In [1]:
import os
import operator
import re
from collections import Counter

from cltk.lemmatize.latin.backoff import BackoffLatinLemmatizer

In [2]:
path_to_texts = '/Users/tyler/cltk_data/latin/text/latin_text_latin_library/'

Determine which texts to analyze. For this experiment, I look at Cicero's Catilinarians 1 and 2, Vergil's Aenied 1, 4, 6, Caesar's Gallic Wars 1, Ovid's Metamorphoses 1, Catullus, Tacitus Annales 1, and Livy 1.

In [3]:
texts_of_interest = [
    'cicero/cat1.txt',
    'cicero/cael.txt',
    'vergil/aen1.txt',
    'vergil/aen4.txt',
    'vergil/aen6.txt',
    'caesar/gall1.txt',
    'ovid/ovid.met1.txt',
    'catullus.txt',
    'tacitus/tac.ann1.txt',
    'livy/liv.1.txt'
]

For each text, we need to remove extraeneous characters and split it into tokens.

In [4]:
tokens = []
pattern = re.compile('[^a-zA-Z]')
for text_path in texts_of_interest:
    text_path = path_to_texts + text_path
    with open(text_path) as file:
        text = file.read()
    clean_text = pattern.sub(' ', text).lower().strip()
    text_tokens = [t for t in clean_text.split(' ') if t != '']
    tokens += text_tokens

We then lemmatize the tokens to normalize the vocabulary counts.

In [5]:
lemmatizer = BackoffLatinLemmatizer()
vocab = [l[1] for l in lemmatizer.lemmatize(tokens)]

In [6]:
frequencies = Counter(vocab)

In [7]:
sorted_frequencies = sorted(frequencies.items(), key=operator.itemgetter(1), reverse=True)
sorted_frequencies[:10]

[('sum', 1992),
 ('et', 1840),
 ('qui', 1833),
 ('in', 1370),
 ('is', 904),
 ('hic', 902),
 ('ad', 749),
 ('non', 741),
 ('tu', 665),
 ('cum2', 618)]

Now we set some threshold of percent of known frequent words. For this experiment, we say the reader knows the top 70% of frequent words in this vocabulary.

In [8]:
perc_of_vocab = 0.70
known_words = [w[0] for w in sorted_frequencies][:int(perc_of_vocab*len(sorted_frequencies))]

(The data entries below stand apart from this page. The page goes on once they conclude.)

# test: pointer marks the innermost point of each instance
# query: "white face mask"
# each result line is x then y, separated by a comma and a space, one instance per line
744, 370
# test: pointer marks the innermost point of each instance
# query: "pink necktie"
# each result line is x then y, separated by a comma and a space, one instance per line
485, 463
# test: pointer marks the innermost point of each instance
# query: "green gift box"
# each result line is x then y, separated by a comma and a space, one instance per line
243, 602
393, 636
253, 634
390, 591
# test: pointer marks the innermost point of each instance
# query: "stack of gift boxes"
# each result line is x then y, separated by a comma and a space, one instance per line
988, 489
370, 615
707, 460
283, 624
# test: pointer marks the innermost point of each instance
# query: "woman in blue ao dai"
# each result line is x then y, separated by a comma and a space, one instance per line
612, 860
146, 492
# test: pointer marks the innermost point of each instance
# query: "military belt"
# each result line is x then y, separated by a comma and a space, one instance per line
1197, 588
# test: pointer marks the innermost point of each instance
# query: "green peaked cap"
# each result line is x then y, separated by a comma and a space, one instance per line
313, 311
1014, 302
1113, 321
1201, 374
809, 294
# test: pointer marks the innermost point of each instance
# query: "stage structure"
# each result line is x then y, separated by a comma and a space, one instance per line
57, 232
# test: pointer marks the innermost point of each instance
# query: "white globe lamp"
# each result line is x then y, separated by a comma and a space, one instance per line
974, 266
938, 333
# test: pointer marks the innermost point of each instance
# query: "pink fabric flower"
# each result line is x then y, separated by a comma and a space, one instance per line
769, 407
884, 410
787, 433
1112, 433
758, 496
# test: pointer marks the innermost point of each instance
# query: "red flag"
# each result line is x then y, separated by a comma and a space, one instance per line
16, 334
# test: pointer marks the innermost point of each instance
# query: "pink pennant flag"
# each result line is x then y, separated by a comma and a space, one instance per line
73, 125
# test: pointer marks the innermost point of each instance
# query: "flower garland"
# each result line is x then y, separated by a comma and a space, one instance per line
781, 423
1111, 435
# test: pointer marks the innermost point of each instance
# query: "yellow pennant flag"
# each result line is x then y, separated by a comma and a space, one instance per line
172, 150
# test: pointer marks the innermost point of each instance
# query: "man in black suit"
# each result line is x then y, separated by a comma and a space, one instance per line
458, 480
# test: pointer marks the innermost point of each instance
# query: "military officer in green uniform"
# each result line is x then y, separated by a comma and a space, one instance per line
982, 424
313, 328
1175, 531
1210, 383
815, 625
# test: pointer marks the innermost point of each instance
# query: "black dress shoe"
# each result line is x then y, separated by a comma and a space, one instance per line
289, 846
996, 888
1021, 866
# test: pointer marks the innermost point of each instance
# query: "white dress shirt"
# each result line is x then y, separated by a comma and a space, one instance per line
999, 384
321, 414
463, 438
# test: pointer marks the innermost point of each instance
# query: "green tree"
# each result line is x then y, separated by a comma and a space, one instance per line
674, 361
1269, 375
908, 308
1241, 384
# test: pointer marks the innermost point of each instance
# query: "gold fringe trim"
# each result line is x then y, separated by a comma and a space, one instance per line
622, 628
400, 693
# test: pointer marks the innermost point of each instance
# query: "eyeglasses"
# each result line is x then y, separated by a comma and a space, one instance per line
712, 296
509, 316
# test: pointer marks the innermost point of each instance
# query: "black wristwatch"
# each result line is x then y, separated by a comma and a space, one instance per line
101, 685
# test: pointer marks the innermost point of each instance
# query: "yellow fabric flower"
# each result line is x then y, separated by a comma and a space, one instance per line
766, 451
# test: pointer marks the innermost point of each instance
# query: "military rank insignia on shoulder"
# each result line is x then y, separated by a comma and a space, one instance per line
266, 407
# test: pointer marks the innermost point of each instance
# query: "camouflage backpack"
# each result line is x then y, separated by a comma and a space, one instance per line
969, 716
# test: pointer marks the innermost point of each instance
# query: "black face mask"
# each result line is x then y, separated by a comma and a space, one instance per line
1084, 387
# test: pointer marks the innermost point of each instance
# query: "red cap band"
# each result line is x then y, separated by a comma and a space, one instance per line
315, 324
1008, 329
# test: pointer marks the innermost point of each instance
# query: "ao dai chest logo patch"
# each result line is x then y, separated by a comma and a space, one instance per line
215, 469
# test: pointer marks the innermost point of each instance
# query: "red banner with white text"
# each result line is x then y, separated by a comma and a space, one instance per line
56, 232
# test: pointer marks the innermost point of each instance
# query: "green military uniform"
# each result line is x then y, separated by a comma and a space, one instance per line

Next we take a fairly difficult text and see how many words fall outside of our known vocabulary.

In [9]:
propertius_1_1 = """
Cynthia prima suis miserum me cepit ocellis,
    contactum nullis ante cupidinibus.
tum mihi constantis deiecit lumina fastus
    et caput impositis pressit Amor pedibus,
donec me docuit castas odisse puellas                 5
    improbus, et nullo vivere consilio.
ei mihi, iam toto furor hic non deficit anno,
    cum tamen adversos cogor habere deos.
Milanion nullos fugiendo, Tulle, labores
    saevitiam durae contudit Iasidos.                 10
nam modo Partheniis amens errabat in antris,
    rursus in hirsutas ibat et ille feras;
ille etiam Hylaei percussus vulnere rami
    saucius Arcadiis rupibus ingemuit.
ergo velocem potuit domuisse puellam:                 15
    tantum in amore fides et benefacta valent.
in me tardus Amor non ullas cogitat artes,
    nec meminit notas, ut prius, ire vias.
at vos, deductae quibus est pellacia lunae
    et labor in magicis sacra piare focis,                 20
en agedum dominae mentem convertite nostrae,
    et facite illa meo palleat ore magis!
tunc ego crediderim Manes et sidera vobis
    posse Cytinaeis ducere carminibus.
aut vos, qui sero lapsum revocatis, amici,                 25
    quaerite non sani pectoris auxilia.
fortiter et ferrum saevos patiemur et ignes,
    sit modo libertas quae velit ira loqui.
ferte per extremas gentes et ferte per undas,
    qua non ulla meum femina norit iter.                 30
vos remanete, quibus facili deus annuit aure,
    sitis et in tuto semper amore pares.
nam me nostra Venus noctes exercet amaras,
    et nullo vacuus tempore defit Amor.
hoc, moneo, vitate malum: sua quemque moretur                 35
    cura, neque assueto mutet amore torum.
quod si quis monitis tardas adverterit aures,
    heu referet quanto verba dolore mea!
"""

In [10]:
propertius_1_1 = pattern.sub(' ', propertius_1_1).strip()
pro_1_1_lemmata = lemmatizer.lemmatize(propertius_1_1.split(' '))
pro_1_1_lemmata = [l for l in pro_1_1_lemmata if l[0] != '']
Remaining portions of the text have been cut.